以下过程1（抗原包被）和2（细胞培养）必须在无菌条件下进行，过程3（细胞因子检测）在常规条件下操作即可。我们也可以用ELISPOT实验检测分泌特异性抗体的B细胞，该过程的原理和步骤与细胞因子ELISPOT测定相同，不同之处在于需要使用特异性抗原（例如肽或蛋白质，1-20 μg/mL）而非抗体包被ELISPOT板。

1. 抗原包被（第一天）：

（1）准备无菌的96孔PVDF膜ELISPOT板，每孔加入50 μL 70%的乙醇溶液，室温孵育30 s。
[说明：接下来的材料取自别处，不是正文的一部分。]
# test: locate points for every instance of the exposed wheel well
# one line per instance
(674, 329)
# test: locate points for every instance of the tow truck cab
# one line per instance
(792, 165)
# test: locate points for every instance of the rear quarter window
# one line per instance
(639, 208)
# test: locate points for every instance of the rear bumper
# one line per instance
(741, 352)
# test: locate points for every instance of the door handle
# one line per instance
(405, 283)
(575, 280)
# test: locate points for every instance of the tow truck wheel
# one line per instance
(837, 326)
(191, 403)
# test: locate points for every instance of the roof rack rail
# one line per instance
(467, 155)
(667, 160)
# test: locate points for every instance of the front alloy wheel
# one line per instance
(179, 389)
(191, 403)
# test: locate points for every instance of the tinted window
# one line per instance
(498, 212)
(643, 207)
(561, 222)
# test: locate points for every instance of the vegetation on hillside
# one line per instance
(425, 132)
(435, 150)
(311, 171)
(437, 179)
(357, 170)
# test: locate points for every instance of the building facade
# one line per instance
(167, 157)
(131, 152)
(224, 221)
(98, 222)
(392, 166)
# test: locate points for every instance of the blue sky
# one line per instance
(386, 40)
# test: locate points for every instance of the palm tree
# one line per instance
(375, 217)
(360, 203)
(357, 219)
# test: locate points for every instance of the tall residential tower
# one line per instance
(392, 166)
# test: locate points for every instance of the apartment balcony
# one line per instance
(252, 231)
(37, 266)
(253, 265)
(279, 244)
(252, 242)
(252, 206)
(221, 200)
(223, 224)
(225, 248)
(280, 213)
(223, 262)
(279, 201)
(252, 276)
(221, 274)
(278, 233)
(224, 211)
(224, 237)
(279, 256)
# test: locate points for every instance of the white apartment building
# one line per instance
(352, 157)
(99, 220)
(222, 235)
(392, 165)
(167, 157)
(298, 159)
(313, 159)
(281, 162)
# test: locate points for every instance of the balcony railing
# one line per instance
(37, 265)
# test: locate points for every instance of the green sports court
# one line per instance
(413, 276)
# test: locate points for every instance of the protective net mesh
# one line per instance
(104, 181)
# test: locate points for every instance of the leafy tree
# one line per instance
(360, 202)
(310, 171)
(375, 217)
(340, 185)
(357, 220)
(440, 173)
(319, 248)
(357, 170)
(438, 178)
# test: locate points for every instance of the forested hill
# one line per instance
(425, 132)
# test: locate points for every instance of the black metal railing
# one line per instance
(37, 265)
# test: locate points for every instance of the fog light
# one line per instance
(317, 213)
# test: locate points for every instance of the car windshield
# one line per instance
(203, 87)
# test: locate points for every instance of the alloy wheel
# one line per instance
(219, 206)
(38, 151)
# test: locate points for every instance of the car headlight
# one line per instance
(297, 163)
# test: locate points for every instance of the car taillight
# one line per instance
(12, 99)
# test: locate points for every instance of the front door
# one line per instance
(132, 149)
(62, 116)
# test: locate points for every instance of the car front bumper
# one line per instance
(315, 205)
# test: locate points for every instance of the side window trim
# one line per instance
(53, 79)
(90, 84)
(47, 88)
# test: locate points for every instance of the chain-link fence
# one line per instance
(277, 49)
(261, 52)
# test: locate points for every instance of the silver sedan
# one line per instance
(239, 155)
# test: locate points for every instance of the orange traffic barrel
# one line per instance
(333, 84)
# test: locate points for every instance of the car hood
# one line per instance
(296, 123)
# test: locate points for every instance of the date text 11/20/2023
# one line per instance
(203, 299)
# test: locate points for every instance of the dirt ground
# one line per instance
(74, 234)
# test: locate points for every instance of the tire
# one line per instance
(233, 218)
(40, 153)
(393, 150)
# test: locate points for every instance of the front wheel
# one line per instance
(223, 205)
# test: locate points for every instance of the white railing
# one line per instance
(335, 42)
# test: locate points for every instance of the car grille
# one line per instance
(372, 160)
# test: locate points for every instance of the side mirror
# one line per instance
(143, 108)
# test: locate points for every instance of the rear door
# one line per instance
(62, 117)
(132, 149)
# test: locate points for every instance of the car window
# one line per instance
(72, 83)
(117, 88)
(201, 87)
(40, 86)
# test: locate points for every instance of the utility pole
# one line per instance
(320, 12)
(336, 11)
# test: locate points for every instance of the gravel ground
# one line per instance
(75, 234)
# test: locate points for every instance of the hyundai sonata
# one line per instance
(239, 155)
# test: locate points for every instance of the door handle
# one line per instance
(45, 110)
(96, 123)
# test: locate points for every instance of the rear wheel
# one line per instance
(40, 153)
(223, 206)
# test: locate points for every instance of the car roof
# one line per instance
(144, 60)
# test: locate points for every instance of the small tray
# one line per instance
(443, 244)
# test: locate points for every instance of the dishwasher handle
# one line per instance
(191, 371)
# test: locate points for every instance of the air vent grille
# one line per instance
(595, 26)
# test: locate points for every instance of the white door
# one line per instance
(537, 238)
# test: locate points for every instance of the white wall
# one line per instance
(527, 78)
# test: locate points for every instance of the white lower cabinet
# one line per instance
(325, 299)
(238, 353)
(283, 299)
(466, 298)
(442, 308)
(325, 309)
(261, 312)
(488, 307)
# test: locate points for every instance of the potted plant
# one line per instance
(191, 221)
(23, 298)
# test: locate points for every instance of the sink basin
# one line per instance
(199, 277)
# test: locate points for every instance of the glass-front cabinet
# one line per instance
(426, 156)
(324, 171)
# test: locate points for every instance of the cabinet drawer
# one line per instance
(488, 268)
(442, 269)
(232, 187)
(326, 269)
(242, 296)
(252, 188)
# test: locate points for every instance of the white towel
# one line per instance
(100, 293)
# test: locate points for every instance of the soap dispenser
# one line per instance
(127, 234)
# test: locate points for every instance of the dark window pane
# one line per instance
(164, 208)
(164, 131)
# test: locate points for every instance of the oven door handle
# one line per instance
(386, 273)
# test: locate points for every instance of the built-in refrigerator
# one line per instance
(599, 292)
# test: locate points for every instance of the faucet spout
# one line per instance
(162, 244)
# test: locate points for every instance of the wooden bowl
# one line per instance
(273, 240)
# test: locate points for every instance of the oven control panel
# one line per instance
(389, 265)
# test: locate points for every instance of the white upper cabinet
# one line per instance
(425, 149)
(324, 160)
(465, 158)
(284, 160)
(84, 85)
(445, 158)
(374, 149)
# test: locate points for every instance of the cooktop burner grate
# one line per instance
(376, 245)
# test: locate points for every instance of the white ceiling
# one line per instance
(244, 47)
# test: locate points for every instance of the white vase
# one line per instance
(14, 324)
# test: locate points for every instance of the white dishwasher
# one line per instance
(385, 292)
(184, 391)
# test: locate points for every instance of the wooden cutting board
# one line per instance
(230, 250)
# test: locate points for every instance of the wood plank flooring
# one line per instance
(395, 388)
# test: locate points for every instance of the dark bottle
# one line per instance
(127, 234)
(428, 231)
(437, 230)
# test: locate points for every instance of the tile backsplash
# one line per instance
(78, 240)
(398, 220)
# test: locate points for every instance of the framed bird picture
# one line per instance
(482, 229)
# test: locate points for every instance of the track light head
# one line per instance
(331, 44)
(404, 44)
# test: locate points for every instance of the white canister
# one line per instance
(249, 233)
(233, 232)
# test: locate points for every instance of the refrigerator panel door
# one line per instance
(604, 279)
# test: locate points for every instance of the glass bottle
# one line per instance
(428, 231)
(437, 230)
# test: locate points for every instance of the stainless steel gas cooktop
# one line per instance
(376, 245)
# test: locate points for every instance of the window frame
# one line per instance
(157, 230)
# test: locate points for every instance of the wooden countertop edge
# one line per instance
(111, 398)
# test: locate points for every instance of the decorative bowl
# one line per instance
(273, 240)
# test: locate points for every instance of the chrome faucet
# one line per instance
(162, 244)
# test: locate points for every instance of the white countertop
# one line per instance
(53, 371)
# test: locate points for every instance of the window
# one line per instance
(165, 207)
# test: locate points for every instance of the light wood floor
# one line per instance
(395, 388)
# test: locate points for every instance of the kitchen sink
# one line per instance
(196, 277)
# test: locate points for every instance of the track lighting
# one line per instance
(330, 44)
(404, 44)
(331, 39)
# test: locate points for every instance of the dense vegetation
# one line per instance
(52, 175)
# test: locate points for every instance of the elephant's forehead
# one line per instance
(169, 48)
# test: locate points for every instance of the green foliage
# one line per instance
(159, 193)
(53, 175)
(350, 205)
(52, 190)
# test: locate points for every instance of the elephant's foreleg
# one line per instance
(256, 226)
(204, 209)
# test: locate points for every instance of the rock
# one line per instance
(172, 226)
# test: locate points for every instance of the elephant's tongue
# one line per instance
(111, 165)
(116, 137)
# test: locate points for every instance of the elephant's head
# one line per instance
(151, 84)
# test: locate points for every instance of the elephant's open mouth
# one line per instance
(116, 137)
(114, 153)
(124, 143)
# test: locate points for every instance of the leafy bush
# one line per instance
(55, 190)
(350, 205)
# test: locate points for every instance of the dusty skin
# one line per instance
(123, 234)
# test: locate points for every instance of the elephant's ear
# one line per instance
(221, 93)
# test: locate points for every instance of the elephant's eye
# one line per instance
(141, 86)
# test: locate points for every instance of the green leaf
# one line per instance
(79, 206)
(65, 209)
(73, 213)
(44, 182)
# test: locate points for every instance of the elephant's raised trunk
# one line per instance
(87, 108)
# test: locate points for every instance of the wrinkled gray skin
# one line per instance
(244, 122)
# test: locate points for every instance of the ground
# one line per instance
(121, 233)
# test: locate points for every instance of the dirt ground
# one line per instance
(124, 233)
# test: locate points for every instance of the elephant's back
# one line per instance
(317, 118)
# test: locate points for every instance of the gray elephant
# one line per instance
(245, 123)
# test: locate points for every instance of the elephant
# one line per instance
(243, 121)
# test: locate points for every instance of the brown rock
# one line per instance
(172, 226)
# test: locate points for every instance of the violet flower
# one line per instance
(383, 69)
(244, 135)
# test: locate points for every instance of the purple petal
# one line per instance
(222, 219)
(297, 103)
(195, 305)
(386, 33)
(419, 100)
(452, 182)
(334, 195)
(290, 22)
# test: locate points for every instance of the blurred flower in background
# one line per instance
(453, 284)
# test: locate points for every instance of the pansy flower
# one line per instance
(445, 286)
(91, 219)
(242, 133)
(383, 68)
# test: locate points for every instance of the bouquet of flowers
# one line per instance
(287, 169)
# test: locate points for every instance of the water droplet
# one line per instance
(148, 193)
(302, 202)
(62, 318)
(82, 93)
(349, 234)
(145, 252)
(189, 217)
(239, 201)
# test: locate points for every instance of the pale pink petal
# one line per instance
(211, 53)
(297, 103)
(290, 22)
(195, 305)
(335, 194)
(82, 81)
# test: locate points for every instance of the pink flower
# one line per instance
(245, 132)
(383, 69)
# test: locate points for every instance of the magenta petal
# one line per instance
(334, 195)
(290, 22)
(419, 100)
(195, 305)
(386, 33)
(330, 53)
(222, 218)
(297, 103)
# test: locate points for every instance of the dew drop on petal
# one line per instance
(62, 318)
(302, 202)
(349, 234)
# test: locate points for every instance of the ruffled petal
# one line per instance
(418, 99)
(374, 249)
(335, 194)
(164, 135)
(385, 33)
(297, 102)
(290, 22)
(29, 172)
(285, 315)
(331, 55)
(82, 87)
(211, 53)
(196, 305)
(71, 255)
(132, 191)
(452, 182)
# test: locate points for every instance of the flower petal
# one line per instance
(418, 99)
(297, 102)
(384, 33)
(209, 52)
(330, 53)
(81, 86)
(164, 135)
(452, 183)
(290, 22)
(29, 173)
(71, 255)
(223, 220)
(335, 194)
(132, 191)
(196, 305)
注：在PVDF膜之前，经常使用的是硝酸纤维素膜。大家都知道PVDF膜和NC膜是我们进行WB实验常用的两种蛋白结合膜，其中PVDF膜比NC膜具有更优的蛋白吸附性能，更精细的显色条带分辨率。但是由于疏水性问题，PVDF膜使用前常需要用酒精活化，增强其蛋白结合能力（润湿后PVDF膜由洁白不透明变成暗色半透明状）。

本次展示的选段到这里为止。